They have shared kimchi and soju with Moon, sat in the same box at the Olympics opening ceremony and cheered a unified women's ice hockey team together. Kim on Saturday invited Moon to a summit in the North, an offer extended by his sister and special envoy Kim Yo Jong, who made history as the first member of the North's ruling dynasty to visit the South since the Korean War.
Moon did not immediately accept the invitation and has said he hopes the "right conditions" will be created so it can go ahead. Pictures showed Yo Jong seated between Moon and the North's ceremonial head of state Kim Yong Nam, who is officially leading the North's delegation, and applauding at Sunday's concert.

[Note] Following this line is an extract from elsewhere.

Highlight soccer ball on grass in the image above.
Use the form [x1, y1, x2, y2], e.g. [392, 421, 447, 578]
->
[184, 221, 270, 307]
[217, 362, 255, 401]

The show by Pyongyang's Samjiyon Orchestra featured a surprise appearance by Seohyun, of top South Korean K-pop girlband Girls Generation. It was part of a cross-border deal in which the isolated nuclear-armed North sent hundreds of athletes, cheerleaders and others to the Pyeongchang Winter Games in the South. At an earlier dinner with senior Seoul officials, Yo Jong said she found the two Koreas still had much in common despite decades of separation. Before flying south, she said, she had expected "things would be very different and unfamiliar", according to a statement from Moon's office. "But it turned out that there were many things similar and in common," she went on. "I hope that the day we become one will be brought forward." But the rapprochement pushed by the dovish Moon has angered conservatives, who accuse him of being a North Korea sympathiser and undermining the security alliance with the US. "Having these red communists in the heart of Seoul is an utter humilation!" one shouted near the venue as dozens of others waved banners condemning both Moon and Kim Jong Un. "We are against the ugly political Olympics!" read one banner.
Some set a North Korean flag on fire before police intervened, and others chanted "Let's tear Kim Jong Un to death!" as they ripped up posters bearing his portrait. The North's presence has dominated the headlines in the early days of the Olympics, with all eyes turning to Swiss-educated Kim Yo Jong, believed to be 30, who is among her brother's closest confidantes.
Sunday's 100-minute concert - the orchestra's second and final show - included about 40 songs, among them South Korean pop hits as well as North Korean and other world music. Seoul's TV shows and K-pop songs are smuggled across the border with China and known to be popular among many North Koreans despite the risk of severe punishment. At one point Hyon Song Wol, the leader of the North's popular Moranbong girlband, took the stage to perform a unification-themed song. Public interest in the show was huge, with nearly 120,000 people applying for just 1,000 tickets.
Civilian contact is strictly banned between the two Koreas, which have been divided since the 1950-53 Korean War ended with an armistice instead of a peace treaty. Tensions soared last year as the North staged a series of nuclear and missile tests in violation of UN resolutions, while leader Kim and US President Donald Trump traded colourful insults and threats of war.
Moon has long sought engagement with the North to bring it to the negotiating table, and for months has promoted Pyeongchang as a "peace Olympics". But controversy over the North's participation - particularly the formation of a unified women's ice hockey team, seen as unfairly denying Seoul's own citizens a chance to compete on the Olympic stage - has hit his approval ratings. Many older South Koreans on both sides of the political divide harbour a nostalgic longing for some form of reunification - conservatives through the North's collapse, liberals through a more amicable arrangement.
But younger South Koreans have spent their adult lives in a culturally vibrant democracy regularly menaced and occasionally attacked by Pyongyang. They have far less interest in unification and fear its social and economic consequences. A poll last year found almost 50 percent of over-60s believed the two Koreas can be reunified, while just 20.5 percent of those in their 20s agreed.